Gurs

Gurs, l’un des plus grands camps de France, remplit différentes fonctions au fil de son histoire.

À l’issue de débats animés dans l’opinion publique de la région, un camp de transit est érigé en 1939 pour interner dans un premier temps des réfugié·e·s venant d’Espagne. Des baraques sommaires sont construites en moins de six semaines par des maçons et ingénieurs locaux. En avril 1939, le camp de Gurs accueille déjà plus de 15 000 hommes, femmes et enfants. À partir de mai 1940, des exilé·e·s d’Allemagne, qualifiés de « ressortissants ennemis », y sont également détenus. Le camp bondé compte temporairement près de 20 000 personnes. Il est d’abord placé sous la tutelle du ministère de la Guerre français, puis du ministère de l’Intérieur de Vichy à partir d’octobre 1940.

© Mémorial de la Shoah, CC_276a_3
Foto eines unbekannten Fotografen/einer unbekannten Fotografin, ca. 1942

Cette photographie du camp de Gurs date probablement de 1942. Le camp mesure près de 79,6 hectares et est entouré de barbelés. Le site est subdivisé en « îlots » composés de 25 à 30 baraques et également clôturés. Les hommes et les femmes sont détenus séparément.

© Staatsarchiv Stuttgart, EA 99/001 Bü 304, Nr. 14 Bild 1
Foto eines unbekannten Fotografen/einer unbekannten Fotografin, ca. 1942

Au départ, les baraques sont érigées sur de la terre battue recouverte de paille. Dans chacune d’entre elles, 60 personnes doivent s’entasser dans un espace trop exigu. Le terrain alentour n’est pas stabilisé. La pluie détrempe complètement le sol. Les interné·e·s doivent patauger dans la boue pour se rendre aux latrines. Une femme tente ici de creuser un fossé de drainage plus important à l’aide d’une houe.
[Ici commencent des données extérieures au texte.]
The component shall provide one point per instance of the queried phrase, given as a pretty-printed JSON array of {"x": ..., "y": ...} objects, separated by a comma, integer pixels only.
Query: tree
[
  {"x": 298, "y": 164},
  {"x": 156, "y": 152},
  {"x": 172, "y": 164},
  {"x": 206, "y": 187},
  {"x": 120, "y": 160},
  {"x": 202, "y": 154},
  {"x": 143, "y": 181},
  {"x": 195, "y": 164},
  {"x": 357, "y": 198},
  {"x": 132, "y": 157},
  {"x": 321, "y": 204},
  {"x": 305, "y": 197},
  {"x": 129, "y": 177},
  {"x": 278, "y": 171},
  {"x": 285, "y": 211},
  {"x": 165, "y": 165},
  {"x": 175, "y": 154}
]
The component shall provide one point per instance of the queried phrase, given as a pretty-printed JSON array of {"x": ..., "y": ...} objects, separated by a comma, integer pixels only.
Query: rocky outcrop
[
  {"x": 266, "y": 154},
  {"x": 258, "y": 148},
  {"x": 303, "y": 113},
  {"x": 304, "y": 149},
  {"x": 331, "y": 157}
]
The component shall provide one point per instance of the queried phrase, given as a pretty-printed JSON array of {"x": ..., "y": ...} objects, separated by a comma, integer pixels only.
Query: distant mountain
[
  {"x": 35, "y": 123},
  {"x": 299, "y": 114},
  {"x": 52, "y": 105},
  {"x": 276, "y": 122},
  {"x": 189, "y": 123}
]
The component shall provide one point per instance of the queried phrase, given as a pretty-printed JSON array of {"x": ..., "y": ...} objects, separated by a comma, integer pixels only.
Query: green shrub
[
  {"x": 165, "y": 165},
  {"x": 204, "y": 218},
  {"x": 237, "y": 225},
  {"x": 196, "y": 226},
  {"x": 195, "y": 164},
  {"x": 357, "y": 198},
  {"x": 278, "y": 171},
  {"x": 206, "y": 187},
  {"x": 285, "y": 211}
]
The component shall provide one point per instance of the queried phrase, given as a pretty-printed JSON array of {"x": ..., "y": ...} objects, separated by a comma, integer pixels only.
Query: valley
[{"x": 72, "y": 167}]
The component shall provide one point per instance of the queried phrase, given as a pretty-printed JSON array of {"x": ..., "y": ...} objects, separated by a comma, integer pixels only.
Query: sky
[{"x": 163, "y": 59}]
© Wiener Library, London 056-EA-1111. Letters. P.III.h. No.627
Abschrift eines Briefes der Mutter von Herbert Lehmann, 28.10.1940

Peu après son arrivée au camp, la mère d’Herbert Lehmann lui raconte les conditions de vie à Gurs dans une lettre. Les femmes et les hommes étant internés dans des îlots distincts, elle ne voit son mari que « de temps à autre ». Ils ne possèdent plus que 100 marks et leurs vêtements – plus de papiers. Pour quantifier les rations alimentaires à Gurs tout en déjouant la censure, elle fait allusion à « la randonnée à skis (Davos-Dachau) d’il y a deux ans » faite par son fils. En 1938, les nazis ont incarcéré Herbert Lehmann au camp de concentration de Dachau. Il émigre à sa libération.

Après la capitulation de la France le 22 juin 1940, la direction française du camp assouplit les règles de surveillance et de détention. Un grand nombre d’interné·e·s parvient à s’évader de Gurs ou à obtenir sa libération. Charlotte Salomon, une artiste berlinoise qui s’est exilée en France en 1939, est brièvement internée à Gurs. Après sa libération, elle achève à Nice son cycle illustré Vie ? Ou Théâtre ? Elle est à nouveau arrêtée en 1943, transférée à Drancy avant d’être déportée à Auschwitz-Birkenau, où elle est assassinée.